We have well-meaning relatives who tend to get our children items that we’d rather they not have, ranging from character-oriented items (Harry Potter, Batman, etc.) to plastic toys (for our wooden-toy-filled house). It’s a constant struggle, since we vocalize our concerns about these things when birthdays and holidays come around, and our concerns generally fall on deaf ears. As a result, most all of the things are either returned and exchanged for more durable, educational, and “traditional” toys and games, or donated to Goodwill when we do deep house cleaning.
I think this is one of the major challenges as an AP, anticonsumerism parent in this world today. We live in an especially affluent part of our metropolitan area, which makes it all the more difficult to explain to perceptive children why, really, getting a zillion Spiderman Legos isn’t a good thing.
I think this guy is going overboard like many of you. I have always done attachment style parenting (kids nursed til they were 3 and 4 yrs old, went to LLL mtgs for 10 years), homeschooling, kids never went to school, never spanked, family bed, cloth diapers, etc. etc. and we also never had violent toys in the house or any other junky toys. But now the kids are 8, 12 and 14 and I see now that I was just a little too ‘anal’ about it all. I never even wanted them to have hotdogs unless they were tofu. Never McDonald’s, etc. etc. But when you have 3 kids, are homeschooling, a stay at home mom, it’s hectic and you start to take the easy way out (hotdogs, a little tv…) and after awhile you start to realize that they’re going to be just fine if they play with a toy gun or pick up a sword, eat a hotdog, watch a video, get babysat. We can’t be perfect and trying to parent that way can really burn you out. After years of trying to be perfect, I ended up on Prozac (for about a year, then off for good). Now that I’m not trying to be perfect, it does get easier. So, don’t try to be the perfect mom and realize that they will survive if they go to McDonald’s and play with a sword now and then. They’ll have friends, have sleepovers and watch tv you won’t want them to watch. You can’t keep from living their life and being influenced by others. You’ll die trying!
I THINK PARENTING IS LIKE ANYTHING–YOU LEARN FROM THE INFORMATION GIVEN TO YOU AND YOU HAVE TO PUT HARD WORK INTO ANYTHING TO ACHIEVE POSITIVE RESULTS (DOES YOU REAP WHAT YOU SOW RING A BELL?!)

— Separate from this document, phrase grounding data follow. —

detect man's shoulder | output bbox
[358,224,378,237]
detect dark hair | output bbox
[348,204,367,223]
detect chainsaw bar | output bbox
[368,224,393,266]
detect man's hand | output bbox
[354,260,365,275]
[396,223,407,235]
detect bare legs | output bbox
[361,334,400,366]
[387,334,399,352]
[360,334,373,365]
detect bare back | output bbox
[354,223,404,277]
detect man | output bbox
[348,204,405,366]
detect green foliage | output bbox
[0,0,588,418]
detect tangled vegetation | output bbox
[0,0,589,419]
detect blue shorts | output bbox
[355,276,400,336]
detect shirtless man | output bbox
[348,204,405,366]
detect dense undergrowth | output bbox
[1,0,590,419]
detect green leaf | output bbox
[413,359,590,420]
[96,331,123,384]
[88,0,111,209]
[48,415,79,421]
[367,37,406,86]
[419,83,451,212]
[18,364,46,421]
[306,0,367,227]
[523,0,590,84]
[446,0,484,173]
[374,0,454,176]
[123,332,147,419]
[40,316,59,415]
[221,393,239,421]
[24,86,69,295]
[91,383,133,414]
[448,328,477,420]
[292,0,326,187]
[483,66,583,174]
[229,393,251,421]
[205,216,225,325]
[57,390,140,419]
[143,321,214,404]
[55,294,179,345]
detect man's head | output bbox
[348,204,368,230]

IF YOU WATCH TV ALL THE TIME, WHAT EXACTLY ARE YOU WATCHING (DISCOVERY CHANNEL OR CARTOON NETWORK.) CARTOON NETWORK IS OK SOMETIMES, BUT CHILDREN NEED TO KNOW THAT THERE SHOULD BE SOME KIND OF BALANCE (WE ALL KNOW TOO MUCH OF ANYTHING IS NO GOOD!)
SAME THING WITH VIDEO GAMES IT’S OK SOMETIMES, BUT AS A PARENT, YOU HAVE TO POLICE YOUR CHILDREN AND SET LIMITS.

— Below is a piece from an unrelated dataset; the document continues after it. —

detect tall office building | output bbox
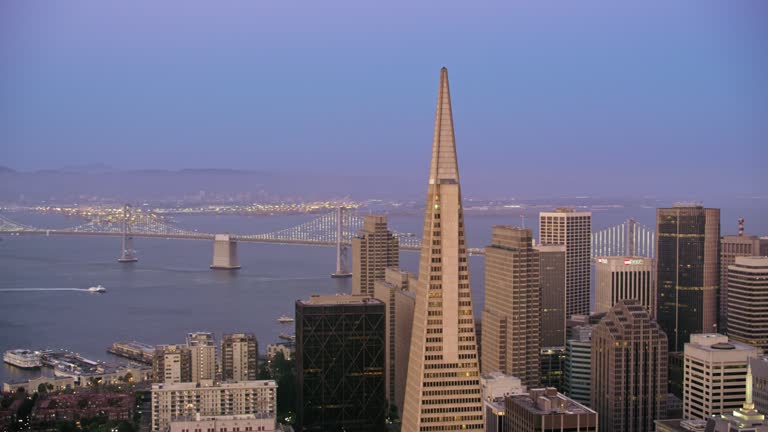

SOME PEOPLE THINK IT IS OK TO BAN ALL “COMERCIAL ITEMS” FROM THERE HOUSE. WELL WHAT DO YOU THINK HAPPENS WHEN YOUR CHILDREN ARE 13, 14, 15 AND 16 AND THEY START TO GET INTO THE REAL WORLD? THEY ARE GOING TO BE ANGRY THAT YOU DID NOT GIVE THEM A CHOICE. (YOU DON’T HAVE TO ACCEPT ALL COMMERICALISM, BUT IN THIS DAY AND AGE, UNLESS YOU LIVE W/THE QUAKERS (NOT MEANT TO INSULT ANY OF YOU OUT THERE, JUST STATING A POINT) YOU CAN ONLY SHELTER YOUR KIDS FOR A LITTLE WHILE AND THEN THEY WILL GO INTO THE REAL WORLD.
I WOULD LET THEM HAVE THEIR CHOICE OF A FEW COMMERICAL ITEMS THAT YOU DEEM ACCEPTABLE (THERE MUST BE SOMETHING THAT YOU APPROVE OF AND DON’T SAY THERE IS NOTHING, BECAUSE THERE IS SOMETHING OUT THERE FOR EVERY RACE, CREED AND RELIGION.)
POINT OUT TO YOUR KIDS THE IMPORTANCE OF LIKING SOMETHING BECAUSE THEY LIKE IT, NOT BECAUSE IT’S THE LATEST FAD AND EVERYONE ELSE HAS ONE. IF YOU GIVE YOUR KIDS HONEST CHOICES, THEY WILL RESPECT THAT MORE THAN SHELTERING THEM FROM THINGS THAT THEY SHOULDN’T BE SHELTERED FROM, JUST MADE AWARE OF.
AS PARENTS, WE ALL WANT TO BE PERFECT; LETS FACE IT; IF THIS WERE TRUE, WE WOULDN’T BE HERE ON EARTH IN ITS PRESENT STATE!
I THINK WE NEED TO SET GOOD EXAMPLES, BUT LET OUR CHILDREN KNOW WE ARE NOT PERFECT AND WE ALL MAKE MISTAKES, PUNISH THEM WHEN THEY DISOBEY, BUT GENUINELY FORGIVE THEM WITHOUT HARPING ON PAST MISTAKES.